Unidos por esse ideal comum, os três pioneiros lançaram as bases da primeira experiência bibliotecária de Arari. Anos mais tarde, o Gabinete de Leitura foi transformado em biblioteca pública municipal, recebendo o nome de Biblioteca Municipal Justina Fernandes, em homenagem à primeira mulher eleita prefeita do município, cuja gestão ficou marcada por seriedade e compromisso com o bem público. Em 1998, após o falecimento do Padre Clodomir Brandt e Silva, a biblioteca passou a se chamar Biblioteca Municipal Padre Brandt, reconhecendo a relevância histórica e social de sua atuação em Arari.

Durante certo período, a biblioteca funcionou em prédio próprio, anexo ao Centro Cultural Zezeca Perone. Com a extinção do centro cultural e a instalação da Escola Municipal Raimunda Marques no local, a biblioteca passou a ocupar prédios alugados, entrando em um processo gradual de abandono, marcado pela falta de investimentos, de políticas públicas e de atenção da municipalidade. Em determinado momento, foi simplesmente extinta, sem que se conheçam, com clareza, os motivos que levaram a esse desfecho.

É importante registrar que o acervo da biblioteca pública de Arari era vasto, diversificado e de grande valor cultural. Sua perda representa um empobrecimento coletivo. Apesar de vivermos em tempos digitais, manter uma biblioteca em funcionamento continua sendo um gesto civilizatório. Folhear um livro, sentir o papel, marcar páginas, dialogar silenciosamente com o texto, nada disso pode ser plenamente substituído por telas. A biblioteca é espaço de encontro, de memória, de formação cidadã e de democratização do saber.

Infelizmente, o descaso com a leitura marca outros episódios da história arariense. A biblioteca do SESI, conquistada com grande esforço por José Fernandes, hoje in memoriam, também foi destruída. O Farol do Saber ainda resiste, talvez justamente por ser uma iniciativa do Governo do Estado do Maranhão, o que evidencia como políticas institucionais consistentes fazem diferença.

Diante desse histórico, torna-se urgente e necessário um apelo pela reativação da biblioteca pública municipal de Arari, preferencialmente em prédio próprio, digno de sua importância simbólica e social. Quanto à denominação, há nomes que merecem justa consideração, como José Fernandes, Silvestre Fernandes ou o próprio José Moreira, pioneiro que, ainda em 1934, acreditou que Arari precisava de livros para crescer.
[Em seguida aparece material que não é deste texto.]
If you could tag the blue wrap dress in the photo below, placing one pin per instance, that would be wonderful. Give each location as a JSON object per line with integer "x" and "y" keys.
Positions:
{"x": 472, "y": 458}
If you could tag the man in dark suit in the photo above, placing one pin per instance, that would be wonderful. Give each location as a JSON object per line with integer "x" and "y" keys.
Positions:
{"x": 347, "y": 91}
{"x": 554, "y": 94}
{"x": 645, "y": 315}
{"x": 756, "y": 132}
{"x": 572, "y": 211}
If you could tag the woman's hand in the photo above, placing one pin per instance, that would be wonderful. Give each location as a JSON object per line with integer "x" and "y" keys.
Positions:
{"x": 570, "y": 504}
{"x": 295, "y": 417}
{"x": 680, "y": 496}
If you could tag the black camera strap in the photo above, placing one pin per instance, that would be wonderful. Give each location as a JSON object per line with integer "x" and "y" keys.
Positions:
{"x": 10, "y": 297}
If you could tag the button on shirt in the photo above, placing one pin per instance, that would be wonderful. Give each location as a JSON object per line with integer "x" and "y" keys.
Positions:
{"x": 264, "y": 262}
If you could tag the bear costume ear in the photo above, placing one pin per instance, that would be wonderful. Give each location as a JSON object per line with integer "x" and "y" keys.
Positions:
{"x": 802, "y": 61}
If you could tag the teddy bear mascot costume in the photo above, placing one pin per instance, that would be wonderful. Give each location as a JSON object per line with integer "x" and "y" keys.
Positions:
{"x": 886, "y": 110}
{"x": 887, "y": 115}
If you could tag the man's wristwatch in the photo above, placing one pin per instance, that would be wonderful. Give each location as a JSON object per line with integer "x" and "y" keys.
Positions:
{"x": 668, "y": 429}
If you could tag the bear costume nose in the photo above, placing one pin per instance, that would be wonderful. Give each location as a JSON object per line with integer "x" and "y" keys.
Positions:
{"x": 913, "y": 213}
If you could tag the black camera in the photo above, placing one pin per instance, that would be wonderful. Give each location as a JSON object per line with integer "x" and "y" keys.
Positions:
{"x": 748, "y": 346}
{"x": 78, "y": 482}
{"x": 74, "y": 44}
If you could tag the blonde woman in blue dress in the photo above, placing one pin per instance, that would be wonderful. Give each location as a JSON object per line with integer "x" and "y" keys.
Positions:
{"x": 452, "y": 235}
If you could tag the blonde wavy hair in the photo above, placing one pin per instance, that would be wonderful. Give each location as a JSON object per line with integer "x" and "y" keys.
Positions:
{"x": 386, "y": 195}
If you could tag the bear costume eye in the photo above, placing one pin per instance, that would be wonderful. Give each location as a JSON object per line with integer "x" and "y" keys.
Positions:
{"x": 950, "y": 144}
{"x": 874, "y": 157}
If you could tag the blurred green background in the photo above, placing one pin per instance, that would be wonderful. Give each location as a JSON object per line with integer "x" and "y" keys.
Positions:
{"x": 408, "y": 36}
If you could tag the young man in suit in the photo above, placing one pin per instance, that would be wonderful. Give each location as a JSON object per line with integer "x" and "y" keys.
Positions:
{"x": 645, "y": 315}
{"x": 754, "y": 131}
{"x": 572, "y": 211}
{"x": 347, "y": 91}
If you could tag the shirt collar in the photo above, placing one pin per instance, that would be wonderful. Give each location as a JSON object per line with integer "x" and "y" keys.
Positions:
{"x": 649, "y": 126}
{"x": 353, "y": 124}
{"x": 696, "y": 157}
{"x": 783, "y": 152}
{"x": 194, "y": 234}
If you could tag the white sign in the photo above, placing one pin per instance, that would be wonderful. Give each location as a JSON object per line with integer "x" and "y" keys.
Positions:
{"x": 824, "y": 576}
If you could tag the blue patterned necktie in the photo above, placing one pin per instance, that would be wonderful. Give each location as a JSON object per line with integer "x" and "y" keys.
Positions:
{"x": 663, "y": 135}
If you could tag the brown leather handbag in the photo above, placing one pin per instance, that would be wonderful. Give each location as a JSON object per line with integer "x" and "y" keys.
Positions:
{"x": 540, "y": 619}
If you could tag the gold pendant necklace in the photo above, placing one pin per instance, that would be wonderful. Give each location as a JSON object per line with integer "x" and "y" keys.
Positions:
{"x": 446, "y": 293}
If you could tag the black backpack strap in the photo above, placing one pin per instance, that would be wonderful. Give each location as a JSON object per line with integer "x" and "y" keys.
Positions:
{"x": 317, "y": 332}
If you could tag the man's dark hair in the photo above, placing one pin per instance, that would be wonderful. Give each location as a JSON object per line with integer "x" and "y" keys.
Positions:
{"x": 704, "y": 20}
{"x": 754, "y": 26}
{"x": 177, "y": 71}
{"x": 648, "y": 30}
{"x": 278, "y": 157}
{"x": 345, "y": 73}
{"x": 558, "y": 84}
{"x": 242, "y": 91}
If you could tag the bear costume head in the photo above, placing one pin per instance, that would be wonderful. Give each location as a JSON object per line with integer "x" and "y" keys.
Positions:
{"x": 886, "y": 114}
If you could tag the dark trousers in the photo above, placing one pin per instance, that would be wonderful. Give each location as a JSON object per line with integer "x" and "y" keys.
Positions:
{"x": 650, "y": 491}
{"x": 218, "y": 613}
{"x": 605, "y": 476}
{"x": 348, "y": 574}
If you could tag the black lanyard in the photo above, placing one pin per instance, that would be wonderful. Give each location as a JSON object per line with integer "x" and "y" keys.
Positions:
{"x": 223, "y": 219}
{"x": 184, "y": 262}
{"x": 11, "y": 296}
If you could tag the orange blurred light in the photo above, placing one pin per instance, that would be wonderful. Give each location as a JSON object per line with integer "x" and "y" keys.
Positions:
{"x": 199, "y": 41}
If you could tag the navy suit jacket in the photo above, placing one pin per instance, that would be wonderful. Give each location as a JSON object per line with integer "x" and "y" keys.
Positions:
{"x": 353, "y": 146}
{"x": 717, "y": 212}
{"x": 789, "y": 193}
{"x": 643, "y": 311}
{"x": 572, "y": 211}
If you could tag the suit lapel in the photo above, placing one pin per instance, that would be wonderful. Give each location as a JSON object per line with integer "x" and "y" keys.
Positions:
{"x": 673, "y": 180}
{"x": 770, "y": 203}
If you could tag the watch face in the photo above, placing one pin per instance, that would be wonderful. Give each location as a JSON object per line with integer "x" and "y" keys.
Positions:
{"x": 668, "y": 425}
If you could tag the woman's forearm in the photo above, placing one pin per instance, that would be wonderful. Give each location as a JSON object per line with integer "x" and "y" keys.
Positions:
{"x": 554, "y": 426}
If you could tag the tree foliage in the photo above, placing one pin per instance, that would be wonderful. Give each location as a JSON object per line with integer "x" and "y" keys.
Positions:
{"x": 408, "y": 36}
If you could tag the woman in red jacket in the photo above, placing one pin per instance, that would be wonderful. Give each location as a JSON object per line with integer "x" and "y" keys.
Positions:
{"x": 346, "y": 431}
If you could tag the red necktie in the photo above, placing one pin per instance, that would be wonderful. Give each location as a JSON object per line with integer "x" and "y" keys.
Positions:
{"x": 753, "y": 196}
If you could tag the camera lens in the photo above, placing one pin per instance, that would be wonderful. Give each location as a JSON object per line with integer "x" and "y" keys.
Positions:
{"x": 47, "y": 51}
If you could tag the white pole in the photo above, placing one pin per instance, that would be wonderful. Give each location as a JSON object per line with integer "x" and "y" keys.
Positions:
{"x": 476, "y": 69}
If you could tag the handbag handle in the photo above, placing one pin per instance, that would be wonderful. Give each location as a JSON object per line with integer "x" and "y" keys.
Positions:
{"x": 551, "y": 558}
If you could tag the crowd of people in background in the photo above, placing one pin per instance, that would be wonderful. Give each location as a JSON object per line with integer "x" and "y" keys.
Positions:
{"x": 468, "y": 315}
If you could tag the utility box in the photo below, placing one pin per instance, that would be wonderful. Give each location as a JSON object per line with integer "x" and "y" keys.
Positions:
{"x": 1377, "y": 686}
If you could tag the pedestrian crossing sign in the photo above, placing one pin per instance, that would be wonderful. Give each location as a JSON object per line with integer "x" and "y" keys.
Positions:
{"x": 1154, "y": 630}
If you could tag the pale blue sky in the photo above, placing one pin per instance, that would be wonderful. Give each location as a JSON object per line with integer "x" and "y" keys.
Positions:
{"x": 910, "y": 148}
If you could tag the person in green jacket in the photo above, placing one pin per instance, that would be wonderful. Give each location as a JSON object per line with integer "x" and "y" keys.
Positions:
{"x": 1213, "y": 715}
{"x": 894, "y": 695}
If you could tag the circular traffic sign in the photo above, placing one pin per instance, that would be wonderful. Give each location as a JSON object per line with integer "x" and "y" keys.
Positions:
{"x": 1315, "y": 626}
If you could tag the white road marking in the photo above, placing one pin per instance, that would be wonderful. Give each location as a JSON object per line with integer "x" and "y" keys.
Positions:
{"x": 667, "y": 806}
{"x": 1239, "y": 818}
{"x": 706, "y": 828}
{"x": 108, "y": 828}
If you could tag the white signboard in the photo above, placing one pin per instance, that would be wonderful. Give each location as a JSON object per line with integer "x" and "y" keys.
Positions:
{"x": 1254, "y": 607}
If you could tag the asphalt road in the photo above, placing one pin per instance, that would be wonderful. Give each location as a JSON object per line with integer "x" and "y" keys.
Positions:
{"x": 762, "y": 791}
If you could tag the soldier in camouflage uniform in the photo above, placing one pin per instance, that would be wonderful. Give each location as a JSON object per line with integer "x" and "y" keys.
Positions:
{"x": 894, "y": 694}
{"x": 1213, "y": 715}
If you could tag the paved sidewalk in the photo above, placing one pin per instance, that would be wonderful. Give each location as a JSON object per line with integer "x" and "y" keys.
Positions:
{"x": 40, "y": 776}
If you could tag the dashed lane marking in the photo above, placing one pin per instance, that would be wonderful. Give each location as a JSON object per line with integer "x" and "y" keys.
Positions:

Nada há contra o Padre Brandt, cuja importância para a cidade é inegável e já amplamente reconhecida por diversas homenagens. Trata-se, antes, de resgatar a memória daqueles que plantaram as primeiras sementes da leitura em nosso município.

Reativar a biblioteca municipal não é apenas recuperar um espaço perdido. É reafirmar o compromisso de Arari com a educação, com a cultura e com o futuro de seu povo. É dizer, de forma clara e concreta, que o conhecimento continua sendo um direito e uma prioridade.